Stanislav Loska

Personal information
- Born: 21 June 1968 (age 58) Ostrava, Czech Republic

Sport
- Sport: Para alpine skiing
- Disability class: LW6/8

Medal record
Paralympic Games
| Bronze medal – third place | 1994 Lillehammer | Slalom LW6/8 |

= Stanislav Loska =

Czech alpine skier (born 1968)

Stanislav Loska (/cs/; born 21 June 1968) is a veteran on the Czech paralympic team, competing in alpine skiing. The 2010 Winter Paralympics in Vancouver were his fifth Paralympic Games. At the 1994 Winter Paralympics in Lillehammer he won the bronze medal in slalom. He won the same medal in the world championship in Lech in Austria. At the 1998 Winter Paralympics in Nagano he placed fourth and fifth. In the world championships in Anzère he won the bronze medal in the slalom and an invitation to the 2002 Winter Paralympic Games in Salt Lake City.

Stanislav Loska was born in Ostrava. He learned to ski as soon as he could stand.

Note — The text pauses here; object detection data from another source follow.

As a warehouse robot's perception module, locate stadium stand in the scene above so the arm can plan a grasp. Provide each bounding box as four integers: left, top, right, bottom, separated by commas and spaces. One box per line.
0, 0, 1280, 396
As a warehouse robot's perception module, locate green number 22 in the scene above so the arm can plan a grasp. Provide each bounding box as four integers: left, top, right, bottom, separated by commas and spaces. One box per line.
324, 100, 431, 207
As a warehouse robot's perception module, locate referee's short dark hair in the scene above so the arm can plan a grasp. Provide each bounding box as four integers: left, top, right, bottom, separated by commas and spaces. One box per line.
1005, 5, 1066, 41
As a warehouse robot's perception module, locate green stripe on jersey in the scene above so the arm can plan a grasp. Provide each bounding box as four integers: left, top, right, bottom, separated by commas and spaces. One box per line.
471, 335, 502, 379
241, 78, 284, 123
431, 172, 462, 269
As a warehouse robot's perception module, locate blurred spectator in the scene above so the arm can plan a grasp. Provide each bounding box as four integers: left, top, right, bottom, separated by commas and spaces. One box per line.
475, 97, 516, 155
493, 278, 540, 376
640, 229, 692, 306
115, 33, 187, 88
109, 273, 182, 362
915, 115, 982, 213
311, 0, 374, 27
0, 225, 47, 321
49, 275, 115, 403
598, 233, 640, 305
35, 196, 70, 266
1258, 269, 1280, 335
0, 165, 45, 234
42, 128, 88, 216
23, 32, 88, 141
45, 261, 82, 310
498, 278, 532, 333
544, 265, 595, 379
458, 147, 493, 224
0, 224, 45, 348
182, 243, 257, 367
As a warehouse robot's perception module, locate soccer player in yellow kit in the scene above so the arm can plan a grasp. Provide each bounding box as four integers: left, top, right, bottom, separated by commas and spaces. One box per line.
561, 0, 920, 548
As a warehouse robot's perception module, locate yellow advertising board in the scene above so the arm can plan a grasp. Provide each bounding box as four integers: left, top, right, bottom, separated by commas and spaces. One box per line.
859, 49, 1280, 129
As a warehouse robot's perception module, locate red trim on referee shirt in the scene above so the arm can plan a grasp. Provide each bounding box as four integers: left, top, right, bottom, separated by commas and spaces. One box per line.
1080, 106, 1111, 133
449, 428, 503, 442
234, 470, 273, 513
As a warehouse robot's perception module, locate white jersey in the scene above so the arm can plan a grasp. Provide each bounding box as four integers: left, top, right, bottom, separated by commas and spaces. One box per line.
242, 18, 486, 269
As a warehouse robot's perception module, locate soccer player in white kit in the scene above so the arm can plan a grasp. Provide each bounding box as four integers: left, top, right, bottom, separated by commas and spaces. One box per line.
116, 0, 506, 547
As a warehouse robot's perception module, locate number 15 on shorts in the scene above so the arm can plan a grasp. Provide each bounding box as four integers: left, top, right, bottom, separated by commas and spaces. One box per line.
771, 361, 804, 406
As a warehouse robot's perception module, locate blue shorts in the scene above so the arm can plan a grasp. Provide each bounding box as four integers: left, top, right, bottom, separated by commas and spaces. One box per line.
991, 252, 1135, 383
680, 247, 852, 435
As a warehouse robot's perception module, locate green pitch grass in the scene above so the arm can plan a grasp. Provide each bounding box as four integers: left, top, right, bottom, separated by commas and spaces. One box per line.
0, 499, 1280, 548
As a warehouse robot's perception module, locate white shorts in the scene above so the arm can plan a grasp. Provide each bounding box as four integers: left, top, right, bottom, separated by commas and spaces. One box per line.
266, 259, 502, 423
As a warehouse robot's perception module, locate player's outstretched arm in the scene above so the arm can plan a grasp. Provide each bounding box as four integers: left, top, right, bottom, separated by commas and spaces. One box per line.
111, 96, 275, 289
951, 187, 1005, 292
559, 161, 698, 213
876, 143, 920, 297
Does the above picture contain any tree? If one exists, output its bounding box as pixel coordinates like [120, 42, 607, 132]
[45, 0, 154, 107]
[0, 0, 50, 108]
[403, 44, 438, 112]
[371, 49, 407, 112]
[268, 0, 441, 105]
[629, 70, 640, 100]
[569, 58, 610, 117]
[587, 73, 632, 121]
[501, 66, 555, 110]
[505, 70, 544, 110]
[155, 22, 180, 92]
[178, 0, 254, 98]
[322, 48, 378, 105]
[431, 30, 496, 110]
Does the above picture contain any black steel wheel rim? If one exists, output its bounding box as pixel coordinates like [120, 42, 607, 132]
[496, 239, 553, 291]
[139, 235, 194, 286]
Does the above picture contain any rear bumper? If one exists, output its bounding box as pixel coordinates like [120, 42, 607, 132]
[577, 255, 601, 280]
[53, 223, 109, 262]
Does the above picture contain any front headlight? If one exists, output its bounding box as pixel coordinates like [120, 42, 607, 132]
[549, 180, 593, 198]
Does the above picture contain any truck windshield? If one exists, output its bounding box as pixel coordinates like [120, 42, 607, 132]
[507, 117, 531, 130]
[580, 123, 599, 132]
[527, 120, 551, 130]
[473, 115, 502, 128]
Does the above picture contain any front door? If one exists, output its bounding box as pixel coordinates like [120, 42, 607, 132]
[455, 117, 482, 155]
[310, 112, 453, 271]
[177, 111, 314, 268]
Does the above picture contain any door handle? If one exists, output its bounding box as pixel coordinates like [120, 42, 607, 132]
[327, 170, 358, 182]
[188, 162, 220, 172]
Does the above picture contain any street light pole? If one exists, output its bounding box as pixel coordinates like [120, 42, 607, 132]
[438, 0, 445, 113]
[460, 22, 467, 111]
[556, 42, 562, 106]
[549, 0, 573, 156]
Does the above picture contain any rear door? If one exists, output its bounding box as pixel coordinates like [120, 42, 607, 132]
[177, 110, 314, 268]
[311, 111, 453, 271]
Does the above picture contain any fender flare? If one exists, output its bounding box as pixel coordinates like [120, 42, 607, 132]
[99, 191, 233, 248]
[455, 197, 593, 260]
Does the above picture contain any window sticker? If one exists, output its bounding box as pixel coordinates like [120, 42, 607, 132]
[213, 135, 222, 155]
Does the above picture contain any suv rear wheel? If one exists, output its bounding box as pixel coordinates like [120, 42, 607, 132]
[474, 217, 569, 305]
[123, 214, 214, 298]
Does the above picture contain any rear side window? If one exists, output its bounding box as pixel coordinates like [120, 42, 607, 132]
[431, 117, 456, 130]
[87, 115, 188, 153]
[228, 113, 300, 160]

His coming ski career broke an accident in 1988. He studied in Brno the Faculty of Civil Engineering of the Brno University of Technology. He used to come back home by train through Přerov, where he had to wait until the locomotive was changed. One day it was changed earlier and Loska almost missed the train. He tried to jump into the accelerating train, but he fell under it and lost his left arm.